Our arrogance as post-empire toffs is backfiring - there is a chance that within the next 10 years we could be a lesser developed nation in comparisson to the majority - countries like China far outstripping us as the global powerhouses, politically and economically. Fact is we are already becoming something of a colony for a number of countries like Poland, Pakistan and Somalia who have such numbers gathered in the UK that their culture has influenced and integrated with ours to the point we know see our British identity not as a clear, distinct culture but we can only understand it in terms of being multi-cultural, inclusive and post-modern. Don't get me wrong, I also am embracing this new British identity. There once was a time when the UK had that strong singular culture - but those days are gone, we must now look at what we have as not worse, just different - and good. I would like to have a strong singular culture (like many Eastern cutures still do) but I can't - so I won't cry over it. So in that sense, who cares about my country? Let the world become one country full of a thousand different cultures intermixing and standing side by side... At least that would be a more honest situation than our current suspicion and intimidation. Does it not (with slight despair) remind you of the situation in Genesis 11(?) when 'Man' became so advanced they started building a tower right up into the heavens? The Tower of Babel was a warning sign to God - Man had realised it could achieve whatever it set about doing so God confused Man's language and scattered them cross the earth. This is God saying "I made you an intuitive, creative, inventive race - I gave you the intelligence to achieve, but achieving and discovering and innovating is not the aim of life. Yes, I want you to enjoy it as a byproduct of life, but if you are living for progression and advance you are missing the point." Is that good or bad news for us now, 4000 odd years on; as we invent cures for diseases, fly to space and look out to beyond... as we digitise the world, clone living beings, reclaim seas and build huge cities and... construct massive towers...

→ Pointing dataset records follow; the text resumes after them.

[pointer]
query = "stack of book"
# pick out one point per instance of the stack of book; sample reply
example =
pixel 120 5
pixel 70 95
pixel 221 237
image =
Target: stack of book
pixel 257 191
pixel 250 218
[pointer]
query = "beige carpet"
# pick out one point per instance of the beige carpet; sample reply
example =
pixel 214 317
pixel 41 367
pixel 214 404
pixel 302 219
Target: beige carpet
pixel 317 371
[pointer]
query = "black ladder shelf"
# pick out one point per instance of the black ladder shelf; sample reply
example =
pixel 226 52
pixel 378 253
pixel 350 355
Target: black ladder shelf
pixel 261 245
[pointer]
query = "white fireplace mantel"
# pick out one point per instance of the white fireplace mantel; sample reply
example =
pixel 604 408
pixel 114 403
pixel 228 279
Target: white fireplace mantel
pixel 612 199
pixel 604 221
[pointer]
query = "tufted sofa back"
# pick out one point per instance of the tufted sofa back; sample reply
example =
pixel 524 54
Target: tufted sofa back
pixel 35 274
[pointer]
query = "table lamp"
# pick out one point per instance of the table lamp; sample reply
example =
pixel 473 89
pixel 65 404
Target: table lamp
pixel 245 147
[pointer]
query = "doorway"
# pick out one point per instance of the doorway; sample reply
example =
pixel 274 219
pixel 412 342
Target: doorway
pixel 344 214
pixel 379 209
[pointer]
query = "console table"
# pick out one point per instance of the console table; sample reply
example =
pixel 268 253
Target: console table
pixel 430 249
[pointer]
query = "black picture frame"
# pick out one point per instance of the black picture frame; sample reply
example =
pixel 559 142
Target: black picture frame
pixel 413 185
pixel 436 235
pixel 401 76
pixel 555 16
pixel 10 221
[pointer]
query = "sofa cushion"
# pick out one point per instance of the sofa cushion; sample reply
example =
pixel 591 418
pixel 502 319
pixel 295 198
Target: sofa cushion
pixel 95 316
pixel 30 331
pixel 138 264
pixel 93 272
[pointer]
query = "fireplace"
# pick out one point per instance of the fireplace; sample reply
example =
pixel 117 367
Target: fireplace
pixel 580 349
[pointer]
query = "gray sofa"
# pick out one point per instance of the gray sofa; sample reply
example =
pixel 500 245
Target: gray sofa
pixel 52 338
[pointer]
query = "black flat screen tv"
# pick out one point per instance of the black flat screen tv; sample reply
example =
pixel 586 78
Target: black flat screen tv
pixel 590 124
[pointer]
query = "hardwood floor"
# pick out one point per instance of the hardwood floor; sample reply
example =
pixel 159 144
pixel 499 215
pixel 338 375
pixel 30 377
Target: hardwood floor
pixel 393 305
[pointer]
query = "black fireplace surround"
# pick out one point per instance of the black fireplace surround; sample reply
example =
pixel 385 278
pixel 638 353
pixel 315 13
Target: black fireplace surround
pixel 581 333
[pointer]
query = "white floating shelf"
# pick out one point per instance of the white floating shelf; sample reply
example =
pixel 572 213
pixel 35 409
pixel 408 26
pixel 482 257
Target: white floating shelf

The only thing we can depend on is the only thing that will remain after the credit crunch or whatever happens after the credit crunch has destroyed everything - after we have destroyed ourselves there will still be God. ...Love - living in the community of his self. Her self. It's self.

What a bleak picture. Apocalyptic you could say. Perhaps it will happen that way, or perhaps it will be won over slightly more gently; but one thing is for sure, it is down to the Christians to wake up, shake off the religion and the politics and influence the world with generous love, caring people away from depression, investing in leaders with integrity, leading with purity and justice; serving the unlovely; praying with passion and humility; giving financially; working hard at pointing to Jesus as the only institution that cannot be touched by economic meltdown. What I would love to see more than the credit crunch reversed is a u-turn in the church's own recession - will the real slim christians please stand up? Because if the meltdown happens - we will need Christians to bring us food and Jesus while the £200,000 cars rust in the empty factories.